Joanna Quiner was an American seamstress and self-taught sculptor.
Born in Beverly, Massachusetts, Quiner was the daughter of Abraham Quiner, Jr. and Susannah Camell. For much of her early life she worked as a seamstress, both in her hometown and in nearby Salem; she did some upholstery for the family of Theodore Parker, and came to admire his views. In 1838 she took a position in the household of Seth Bass, librarian of the Boston Athenaeum. She lived in the Athenaeum building with the Bass family; sculptor Shobal Vail Clevenger kept studio space there, and she would observe him at work. One day she borrowed some of Clevenger's clay and crafted a likeness of Seth Bass that was of such quality that he encouraged her to continue her art. She was forty-two at the time. She exhibited work at the Athenaeum in 1846–48, and in 1847 worked there briefly as a gallery attendant in the Orpheus Room, but ill health combined with financial pressures caused her to give up sculpting and return to sewing in her last years. Quiner died either at her sister's residence in Lynn or in her hometown of Beverly, and is buried in the Central Cemetery in Beverly. A laudatory notice appeared in the Beverly Citizen around the time of her death.
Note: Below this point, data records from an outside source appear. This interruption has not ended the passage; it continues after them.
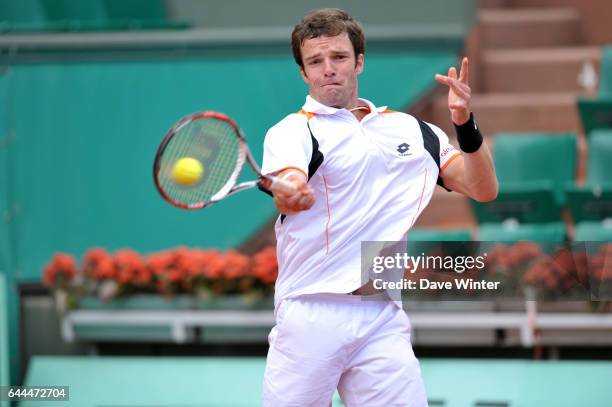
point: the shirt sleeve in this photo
(287, 145)
(448, 152)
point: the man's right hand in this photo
(301, 200)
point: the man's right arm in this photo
(301, 200)
(287, 151)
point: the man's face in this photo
(330, 70)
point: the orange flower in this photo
(235, 265)
(98, 264)
(60, 270)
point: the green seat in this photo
(436, 235)
(140, 14)
(71, 10)
(426, 240)
(528, 190)
(588, 231)
(605, 84)
(595, 113)
(591, 204)
(23, 15)
(599, 167)
(4, 329)
(547, 234)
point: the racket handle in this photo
(277, 184)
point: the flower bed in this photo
(207, 276)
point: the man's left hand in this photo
(459, 92)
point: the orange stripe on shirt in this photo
(290, 168)
(309, 115)
(420, 200)
(450, 160)
(328, 215)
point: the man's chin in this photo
(336, 102)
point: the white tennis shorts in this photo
(359, 346)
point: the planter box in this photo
(138, 302)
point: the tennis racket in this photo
(216, 151)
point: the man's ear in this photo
(359, 64)
(303, 73)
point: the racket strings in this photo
(214, 143)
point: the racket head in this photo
(216, 142)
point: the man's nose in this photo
(329, 68)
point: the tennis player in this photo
(362, 173)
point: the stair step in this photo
(492, 4)
(447, 210)
(538, 70)
(522, 28)
(496, 112)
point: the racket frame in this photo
(230, 187)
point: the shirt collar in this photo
(313, 106)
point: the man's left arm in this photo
(473, 173)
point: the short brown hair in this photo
(326, 22)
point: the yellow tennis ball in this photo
(187, 171)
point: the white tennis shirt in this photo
(371, 179)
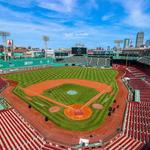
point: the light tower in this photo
(118, 42)
(46, 39)
(4, 36)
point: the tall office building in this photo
(126, 43)
(147, 43)
(139, 39)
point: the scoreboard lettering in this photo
(79, 50)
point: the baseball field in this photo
(73, 98)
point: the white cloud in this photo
(107, 17)
(64, 6)
(136, 13)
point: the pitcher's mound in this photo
(78, 112)
(54, 109)
(97, 106)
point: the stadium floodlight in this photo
(46, 39)
(4, 36)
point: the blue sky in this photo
(91, 22)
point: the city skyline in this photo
(94, 22)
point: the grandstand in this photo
(99, 62)
(88, 61)
(18, 133)
(75, 60)
(145, 59)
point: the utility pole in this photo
(4, 36)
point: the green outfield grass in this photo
(59, 93)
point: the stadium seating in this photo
(136, 130)
(3, 84)
(98, 62)
(16, 133)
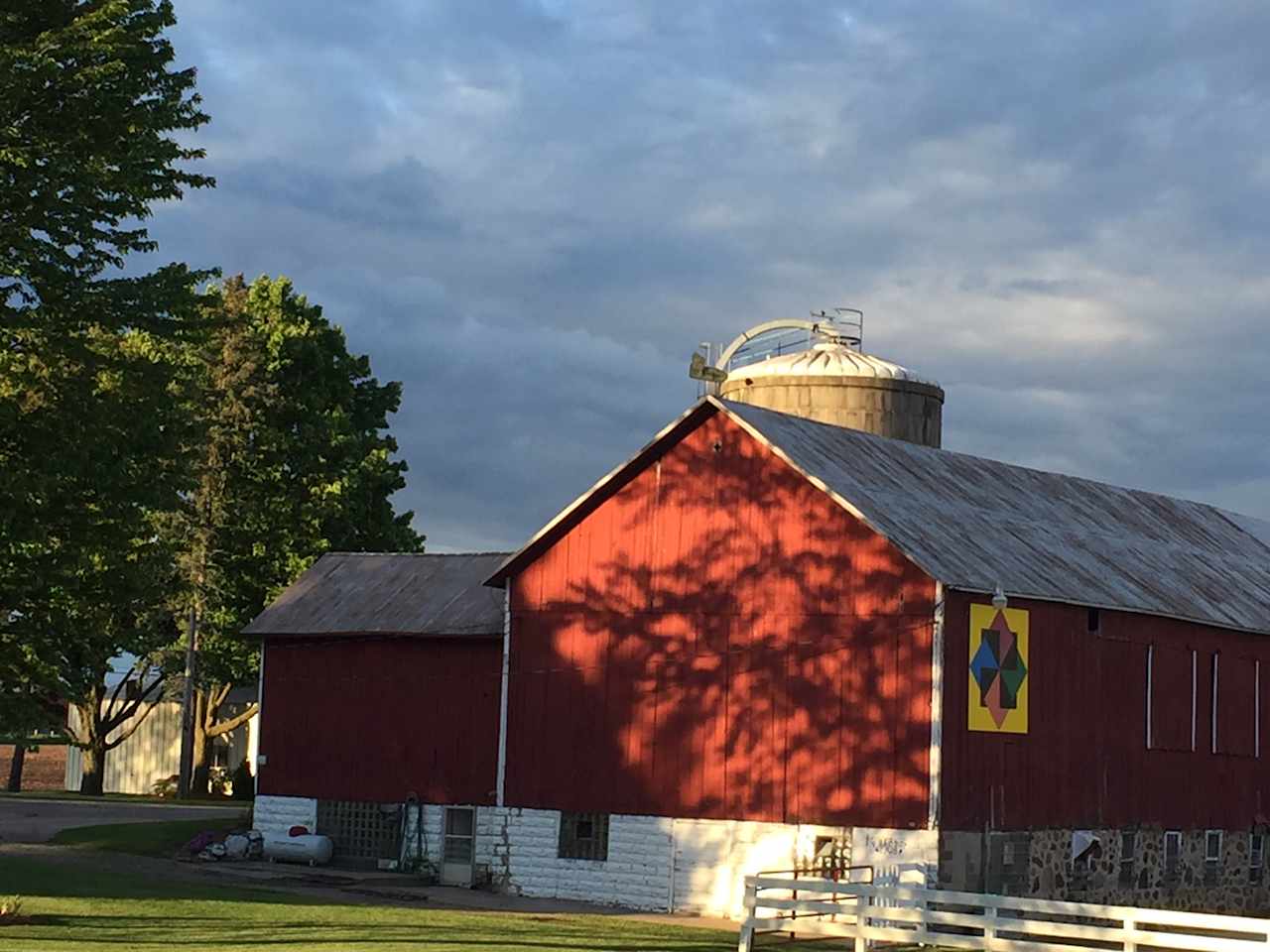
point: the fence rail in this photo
(897, 914)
Quiner appears to have worked exclusively in plaster during her career. Her best-known work is a portrait of Robert Rantoul, cast in plaster and presented to the Athenaeum in 1842; it was the first sculpture by a woman to be shown there when it was exhibited in 1846. She also crafted portrait busts of Fitch Poole, Alonzo Lewis, William H. Lovett, Andrew Thorndike, and James Frothingham, whose own portrait of the sculptor is held by the Beverly Public Library. In the Beverly Historical Society collection are portrait busts of the artist's father and of Phebe Ann Coffin Hanaford, a good friend. Hanaford wrote a biographical sketch of Quiner, and also penned two sonnets inspired by her and her work.